Un enjeu diplomatique et militaire

L'escalade verbale entre Berlin et Moscou illustre les divisions croissantes au sein de la communauté internationale face à la guerre en Ukraine. Si l'Allemagne, membre clé de l'Union européenne et de l'OTAN, assume pleinement son soutien à Kiev, d'autres pays européens adoptent une posture plus prudente. La France, par exemple, a appelé au « dialogue » tout en réaffirmant son soutien à l'Ukraine, tandis que certains États membres de l'UE tentent de maintenir des canaux de communication avec Moscou.

Sur le terrain militaire, les dernières 48 heures ont été marquées par une intensification des frappes. Selon des sources militaires ukrainiennes, pas moins de 347 drones ont été détruits par les forces russes depuis mercredi soir. Parallèlement, le Kremlin a confirmé l'instauration d'une trêve de deux jours à partir de minuit, une décision qualifiée de « geste humanitaire » par Moscou, mais perçue avec scepticisme par Kiev et ses alliés.

Et maintenant ?

La situation pourrait évoluer rapidement dans les prochaines 72 heures, à l'approche des commémorations du 9 mai. Une éventuelle escalade militaire, notamment si des frappes russes ciblent des infrastructures critiques en Ukraine, pourrait contraindre Berlin et ses partenaires européens à revoir leur stratégie de soutien. Une réunion d'urgence du Conseil de sécurité de l'ONU est d'ailleurs prévue pour demain, vendredi 8 mai, afin d'examiner les risques d'une dégradation supplémentaire du conflit. Reste à voir si Moscou maintient ses menaces ou si un canal diplomatique parvient à désamorcer la crise.
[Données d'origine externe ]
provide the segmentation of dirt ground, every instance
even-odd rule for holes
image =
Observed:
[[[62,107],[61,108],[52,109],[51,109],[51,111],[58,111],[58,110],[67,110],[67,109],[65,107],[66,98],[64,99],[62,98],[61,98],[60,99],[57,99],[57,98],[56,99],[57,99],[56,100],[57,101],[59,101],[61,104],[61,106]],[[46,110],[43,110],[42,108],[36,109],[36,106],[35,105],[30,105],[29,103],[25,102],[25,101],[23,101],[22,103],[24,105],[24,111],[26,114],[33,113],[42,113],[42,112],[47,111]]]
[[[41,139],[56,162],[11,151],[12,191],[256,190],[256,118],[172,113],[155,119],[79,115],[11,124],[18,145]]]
Cette tension illustre une fois de plus la complexité du conflit ukrainien, où chaque geste symbolique ou militaire peut avoir des répercussions immédiates sur le terrain comme dans les chancelleries. Les prochains jours seront déterminants pour évaluer si la communauté internationale parviendra à éviter une nouvelle escalade ou si le pire reste à venir.

Le 9 mai est une date hautement symbolique pour la Russie, marquant la victoire contre l'Allemagne nazie en 1945. Moscou considère toute perturbation de ces commémorations comme une provocation inacceptable, surtout en pleine guerre contre l'Ukraine, qu'elle présente comme une « opération de dénazification ». Les menaces de représailles visent donc à intimider Kiev et ses soutiens, tout en renforçant la rhétorique patriotique du Kremlin.